Mind Machines & Medical Miracles –  Insights from an interview with Mike Gartrell, Lead AI Research Scientist at Sigma Nova

Posted by:

|

On:

|

In recent years, artificial intelligence (AI) has made an impressive leap with the emergence of Foundation Models (FMs). These are massive neural networks trained on enormous amounts of data, capable of performing multiple tasks, from creating images that never existed to answering complex questions as if they were experts. Examples? OpenAI’s GPT-4, which writes texts that could easily pass for human writing, and DeepMind’s AlphaFold, which deciphered the structure of almost all known proteins, accelerating medical research by decades.

But while these foundation models promise scientific and industrial revolutions, they also bring profound dilemmas. When GPT-4 “hallucinates”, it invents false information that sounds real. When an AI system diagnoses a disease, it may outperform a human doctor in accuracy, but it can also create a false sense of security. And when brain-computer interfaces use AI to decipher neural signals and recreate what someone is seeing or thinking, we open the door to a future where even our thoughts can be analyzed.

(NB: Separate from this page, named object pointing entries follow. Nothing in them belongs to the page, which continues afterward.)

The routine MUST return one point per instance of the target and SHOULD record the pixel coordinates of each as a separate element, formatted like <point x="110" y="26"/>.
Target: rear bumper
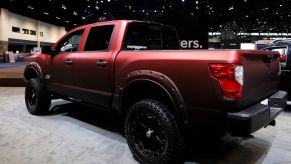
<point x="245" y="122"/>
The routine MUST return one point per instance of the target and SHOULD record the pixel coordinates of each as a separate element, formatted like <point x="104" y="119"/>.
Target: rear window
<point x="99" y="38"/>
<point x="141" y="36"/>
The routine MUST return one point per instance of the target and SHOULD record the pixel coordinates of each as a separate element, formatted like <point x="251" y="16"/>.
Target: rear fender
<point x="157" y="78"/>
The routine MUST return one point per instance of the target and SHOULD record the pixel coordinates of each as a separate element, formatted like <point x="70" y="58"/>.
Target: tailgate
<point x="261" y="75"/>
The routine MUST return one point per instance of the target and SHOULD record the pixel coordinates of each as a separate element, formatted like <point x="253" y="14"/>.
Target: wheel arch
<point x="32" y="70"/>
<point x="144" y="84"/>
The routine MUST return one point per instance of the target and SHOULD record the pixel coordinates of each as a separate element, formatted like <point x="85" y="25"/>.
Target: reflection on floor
<point x="77" y="134"/>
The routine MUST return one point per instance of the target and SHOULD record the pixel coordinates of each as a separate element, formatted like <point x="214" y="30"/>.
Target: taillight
<point x="230" y="78"/>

To better understand these challenges and explore how far AI can go, we invited Mike Gartrell, Lead AI Research Scientist at Sigma Nova, a cutting-edge company in artificial intelligence research. Mike leads a team that works on the development of fundamental AI technology for foundation models, the systems that underlie technologies like GPT-4 and AlphaFold. He will help us understand how these models work, what they can actually do, and, most importantly, where we should draw ethical boundaries for their use.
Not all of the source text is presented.